Fabian Fehrenbach, Verbraucherzentrale Rheinland-Pfalz. Foto: privat
Fabian Fehrenbach, Verbraucherzentrale Rheinland-Pfalz. Foto: privat FOTO: (g_mehrw
Die Gebühren für eine erste Mahnung von Energieversorgern sind mit fünf Euro regelmäßig zu hoch. Auf diese mittlerweile rechtskräftige Entscheidung des Landgerichts Frankenthal gegen die Pfalzwerke (AZ: 6 O 281/12) hatte die Verbraucherzentrale Rheinland-Pfalz bereits Anfang dieses Jahres hingewiesen.
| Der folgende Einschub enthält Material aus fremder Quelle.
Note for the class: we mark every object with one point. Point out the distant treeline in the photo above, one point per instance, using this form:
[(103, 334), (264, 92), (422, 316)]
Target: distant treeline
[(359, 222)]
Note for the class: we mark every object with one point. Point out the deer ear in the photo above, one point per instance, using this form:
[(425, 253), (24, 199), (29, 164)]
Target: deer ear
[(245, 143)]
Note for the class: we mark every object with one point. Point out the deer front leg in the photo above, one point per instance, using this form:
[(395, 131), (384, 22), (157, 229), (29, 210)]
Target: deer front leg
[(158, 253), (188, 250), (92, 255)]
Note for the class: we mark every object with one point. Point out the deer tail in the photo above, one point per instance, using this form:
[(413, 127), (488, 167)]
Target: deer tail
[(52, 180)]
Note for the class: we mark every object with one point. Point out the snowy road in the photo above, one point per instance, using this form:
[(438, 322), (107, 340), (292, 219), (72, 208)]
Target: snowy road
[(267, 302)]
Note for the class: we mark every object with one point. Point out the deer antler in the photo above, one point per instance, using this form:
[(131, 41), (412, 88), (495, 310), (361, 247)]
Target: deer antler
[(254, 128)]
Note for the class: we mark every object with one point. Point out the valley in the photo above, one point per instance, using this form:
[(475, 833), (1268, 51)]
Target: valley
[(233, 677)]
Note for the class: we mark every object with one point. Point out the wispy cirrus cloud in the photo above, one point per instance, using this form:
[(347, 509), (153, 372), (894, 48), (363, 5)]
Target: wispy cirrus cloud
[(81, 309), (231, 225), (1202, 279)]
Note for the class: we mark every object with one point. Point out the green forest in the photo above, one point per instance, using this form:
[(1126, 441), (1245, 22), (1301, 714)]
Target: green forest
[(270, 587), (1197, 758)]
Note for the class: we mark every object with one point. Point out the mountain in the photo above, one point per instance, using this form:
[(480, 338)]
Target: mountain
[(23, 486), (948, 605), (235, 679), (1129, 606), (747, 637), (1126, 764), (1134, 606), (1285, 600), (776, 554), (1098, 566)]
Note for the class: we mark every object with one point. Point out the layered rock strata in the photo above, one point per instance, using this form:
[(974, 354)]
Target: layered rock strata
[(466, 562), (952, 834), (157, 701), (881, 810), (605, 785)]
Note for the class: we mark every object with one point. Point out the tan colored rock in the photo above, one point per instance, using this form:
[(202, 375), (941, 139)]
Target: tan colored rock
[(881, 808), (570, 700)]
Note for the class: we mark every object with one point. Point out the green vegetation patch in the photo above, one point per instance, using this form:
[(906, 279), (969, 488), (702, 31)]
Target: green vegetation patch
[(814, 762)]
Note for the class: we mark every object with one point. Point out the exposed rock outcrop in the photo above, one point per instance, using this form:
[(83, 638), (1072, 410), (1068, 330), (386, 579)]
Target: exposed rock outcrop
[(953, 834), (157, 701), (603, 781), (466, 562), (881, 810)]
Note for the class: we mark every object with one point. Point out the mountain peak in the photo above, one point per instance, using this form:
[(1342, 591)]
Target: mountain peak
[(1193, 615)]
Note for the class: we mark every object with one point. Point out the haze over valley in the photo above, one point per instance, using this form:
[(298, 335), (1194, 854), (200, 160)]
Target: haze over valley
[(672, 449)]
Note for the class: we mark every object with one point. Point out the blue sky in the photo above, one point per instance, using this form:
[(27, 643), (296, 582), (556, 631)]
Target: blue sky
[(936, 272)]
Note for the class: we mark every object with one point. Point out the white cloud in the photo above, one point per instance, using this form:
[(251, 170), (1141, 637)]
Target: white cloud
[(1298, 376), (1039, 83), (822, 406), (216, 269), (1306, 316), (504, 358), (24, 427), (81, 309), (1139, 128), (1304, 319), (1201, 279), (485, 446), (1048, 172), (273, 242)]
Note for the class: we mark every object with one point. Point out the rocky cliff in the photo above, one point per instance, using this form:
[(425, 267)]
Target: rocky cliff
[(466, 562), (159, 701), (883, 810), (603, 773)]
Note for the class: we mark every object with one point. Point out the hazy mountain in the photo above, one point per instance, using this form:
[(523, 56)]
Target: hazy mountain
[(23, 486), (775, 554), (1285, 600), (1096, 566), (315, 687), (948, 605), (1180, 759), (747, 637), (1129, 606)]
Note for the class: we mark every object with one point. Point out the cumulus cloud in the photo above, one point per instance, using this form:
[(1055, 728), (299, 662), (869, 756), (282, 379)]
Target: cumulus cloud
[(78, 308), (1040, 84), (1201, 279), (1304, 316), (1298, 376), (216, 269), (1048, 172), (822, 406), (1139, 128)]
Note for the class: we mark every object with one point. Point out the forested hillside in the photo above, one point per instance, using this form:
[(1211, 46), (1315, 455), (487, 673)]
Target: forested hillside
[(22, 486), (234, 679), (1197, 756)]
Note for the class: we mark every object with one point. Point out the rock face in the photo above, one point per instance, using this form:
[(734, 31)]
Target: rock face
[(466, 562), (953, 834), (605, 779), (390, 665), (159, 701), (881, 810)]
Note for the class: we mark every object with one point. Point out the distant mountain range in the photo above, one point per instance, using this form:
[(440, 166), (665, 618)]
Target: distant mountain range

Von April bis Mai wurden die Mahnkosten der Energieversorgungsbranche Rheinland-Pfalz unter die Lupe genommen. Das Ergebnis ist ernüchternd. Bei fast allen 63 untersuchten Unternehmen lässt sich dieser Mitnahmeeffekt durch überzogene Mahnkostenpauschalen ebenfalls beobachten. Gut 63 Prozent (40 Unternehmen) machen mindestens fünf Euro bei der ersten Mahnung geltend. Ein Unternehmen verlangt sogar zehn Euro. Knapp zehn Prozent erheben Mahngebühren zwischen drei und fünf Euro. Lediglich zwei Versorger und damit gerade einmal drei Prozent der stromversorgenden Unternehmen in Rheinland-Pfalz befinden sich bei der Höhe der Mahnkosten im nachvollziehbaren Bereich. Sie verlangen weniger als drei Euro. Drei Energieversorger berechnen für die erste Mahnung gar keine Kosten. Nicht nachvollziehbar ist, dass die, als kommunale Eigenbetriebe oder Anstalten des öffentlichen Rechts Strom und oder Gas an private Endverbraucher verkaufen, ihre Mahnkosten nach einem öffentlich-rechtlichen Gesetz staffeln dürfen. Die Staffelung fängt bei diesen Versorgern bei fünf Euro an und erhöht sich in Abhängigkeit des geschuldeten Betrages. Bei Mahnungen sollte man genau hinsehen. Erreichen oder übersteigen Mahnkosten die Höhe von fünf Euro, sollte eine Zahlung der Mahnkostenpauschale in dieser Höhe mit Verweis auf das Urteil des Landgerichts Frankenthal verweigert werden. Kunden von öffentlich-rechtlichen Energieversorgern müssen leider abwarten, bis ein Gericht rechtskräftig entscheidet, dass Energieverkauf nicht länger hoheitliches Handeln darstellt und somit für alle am Markt Beteiligten die gleichen Voraussetzungen gelten müssen.